The general way of determining priors is to pick the least "loaded" assumptions. What that means is that the assumptions don't lock your beliefs more than information allows. If you know nothing about a loaded dice, the prior you should assign is 1/6 to each face, until you have more information. In that sense, the prior for "this specific book is true" would have to be 0.5 or even less (if I give you a random book and I tell you many people believe it and it is taught to children, then what probability would you assign to "that book is true"?).
Secondly, as far as assumptions go, we ought to be more suspicious of assumptions that offer more degrees of freedom. This is also known as Ockham's Razor principle.
The proposition that an omnipotent god exists is the ultimate hypothesis with infinite degrees of freedom. Anything can be explained by tuning the parameters (God's choices, which cannot be explained). If you encounter surprising evidence, then it can automatically be explained. This actually makes such theories weaker. In the case of the God hypothesis, the theory would have to be infinitely weaker. On the other hand, assuming that the world is regular (same laws of physics apply at different times and places) has no degrees of freedom and is most supported by the evidence we have.
Thirdly, such powerful assumptions are very sensitive to error. Let me offer another one: "God exists and created the world 200 years ago". I don't see how creationists could find any evidence contrary to this claim. The only difference between this theory and the creationist theory is that it assumes that God can spawn people mid-life with memories (why not?), whereas creationists can say that the historical record back to Adam and Eve was lost.
Inference about the past, the present and the future:
Now, let's consider one of Ham's specific methodological argument: He points out that you cannot confirm predictions about the past, because we weren't there. He says historical science is different from observational science. That is wrong, inference and reasoning apply just the same.
Nye uses an example to illustrate how predictions can be made about the past: you may predict a missing link species between fish and lizard, then discover fossils of such animals.
But there is a more fundamental flaw, it fails to understand how logical inference works. There are two main ways to use inference: P(theory | data) and P(data | theory), and both are equally valid.

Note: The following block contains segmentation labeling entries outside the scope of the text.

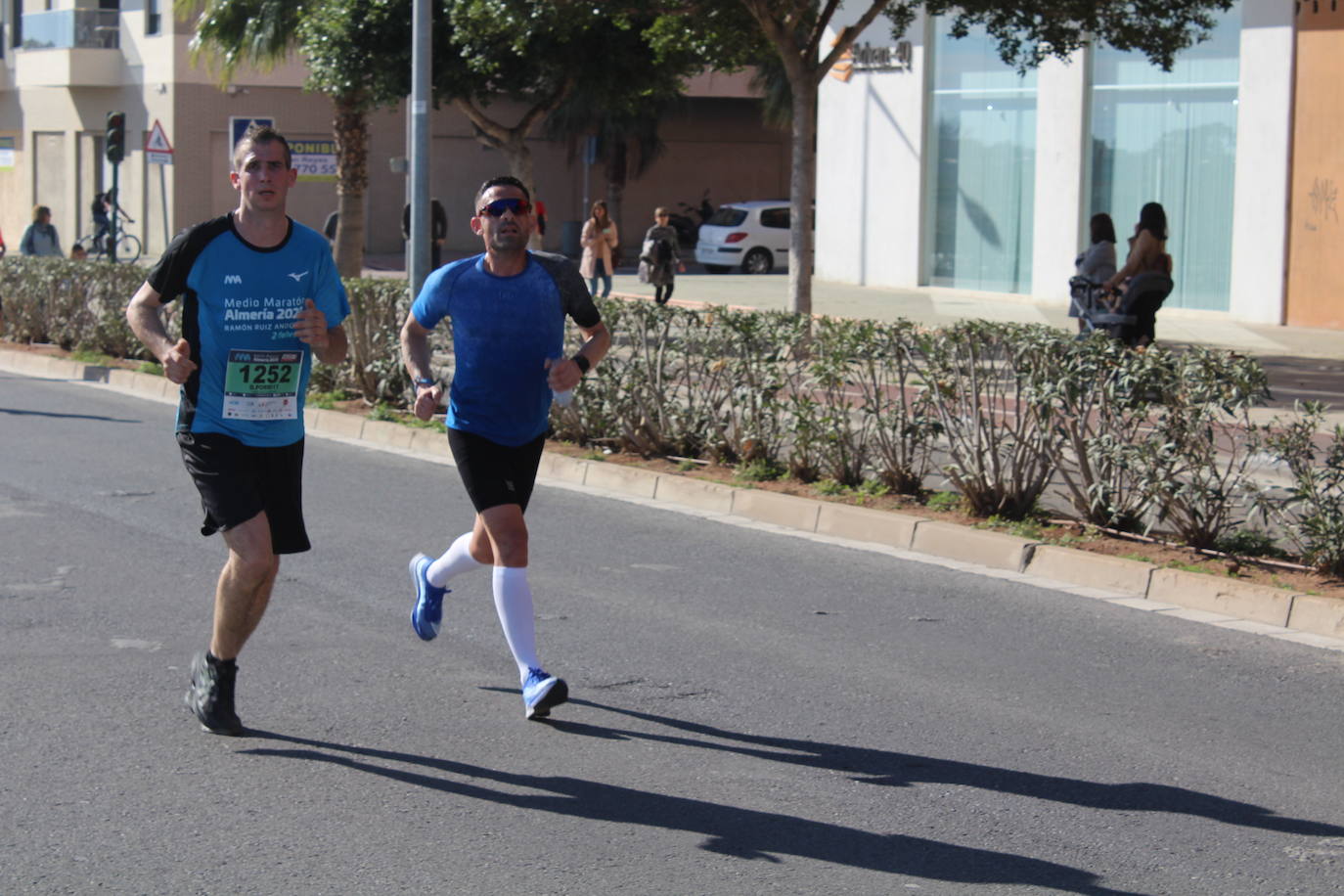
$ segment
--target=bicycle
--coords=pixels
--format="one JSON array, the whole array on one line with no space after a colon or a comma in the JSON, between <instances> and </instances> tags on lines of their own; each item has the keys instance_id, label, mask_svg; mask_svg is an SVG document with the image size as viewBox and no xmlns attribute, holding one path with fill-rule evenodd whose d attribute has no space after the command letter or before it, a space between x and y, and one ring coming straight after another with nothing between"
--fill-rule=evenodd
<instances>
[{"instance_id":1,"label":"bicycle","mask_svg":"<svg viewBox=\"0 0 1344 896\"><path fill-rule=\"evenodd\" d=\"M136 222L130 218L122 218L122 220L134 224ZM118 222L120 223L120 222ZM97 234L98 224L93 224L94 234ZM75 240L75 246L83 246L83 250L89 253L89 258L102 258L108 254L106 243L108 234L85 234ZM117 230L117 261L124 265L134 263L140 259L140 253L144 251L140 244L140 238L134 234L128 234L125 230Z\"/></svg>"}]
</instances>

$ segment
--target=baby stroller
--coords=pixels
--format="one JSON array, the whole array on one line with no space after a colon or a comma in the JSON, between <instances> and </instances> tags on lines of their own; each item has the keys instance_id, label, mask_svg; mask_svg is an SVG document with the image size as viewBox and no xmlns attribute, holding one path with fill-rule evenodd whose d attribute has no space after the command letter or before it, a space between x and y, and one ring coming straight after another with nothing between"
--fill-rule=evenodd
<instances>
[{"instance_id":1,"label":"baby stroller","mask_svg":"<svg viewBox=\"0 0 1344 896\"><path fill-rule=\"evenodd\" d=\"M1074 277L1068 281L1073 304L1070 317L1078 317L1083 322L1079 339L1101 330L1129 348L1148 345L1154 337L1157 310L1171 296L1172 286L1172 278L1167 274L1144 271L1130 278L1129 287L1120 296L1120 304L1111 309L1101 283Z\"/></svg>"}]
</instances>

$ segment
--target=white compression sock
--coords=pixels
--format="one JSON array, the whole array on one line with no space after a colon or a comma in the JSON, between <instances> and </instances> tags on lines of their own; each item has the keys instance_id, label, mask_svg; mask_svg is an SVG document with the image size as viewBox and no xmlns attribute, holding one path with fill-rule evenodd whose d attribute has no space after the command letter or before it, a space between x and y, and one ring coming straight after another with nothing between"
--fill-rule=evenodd
<instances>
[{"instance_id":1,"label":"white compression sock","mask_svg":"<svg viewBox=\"0 0 1344 896\"><path fill-rule=\"evenodd\" d=\"M527 567L495 567L495 611L500 614L504 639L513 652L517 674L540 669L536 658L536 625L532 619L532 588L527 584Z\"/></svg>"},{"instance_id":2,"label":"white compression sock","mask_svg":"<svg viewBox=\"0 0 1344 896\"><path fill-rule=\"evenodd\" d=\"M425 571L425 578L435 588L442 588L448 586L448 580L454 575L462 572L469 572L477 567L485 566L484 563L477 563L476 557L472 556L472 533L457 536L457 540L444 552L438 560L429 564L429 570Z\"/></svg>"}]
</instances>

One is to establish confidence in a proposition (objects fall according to Newton's law of gravity): P(law | evidence).
The other is to apply laws in which we have high confidence to draw inferences (the comet was at this position in space a month ago, it will be at that position a month from now): P(proposition | law, evidence). This works because P(law | evidence) is very high, and is rounded up to 1 (that's a simplifying assumption).
In practice, I am sure creationists use this method all the time to infer "what happened". Just like Sherlock Holmes, if he enters a room where an accident happened, he could use his knowledge of laws of physics to infer what happened. If he is able to establish a strong chain of inference, then he is reasonable to have high confidence in his conclusion even though nobody was there.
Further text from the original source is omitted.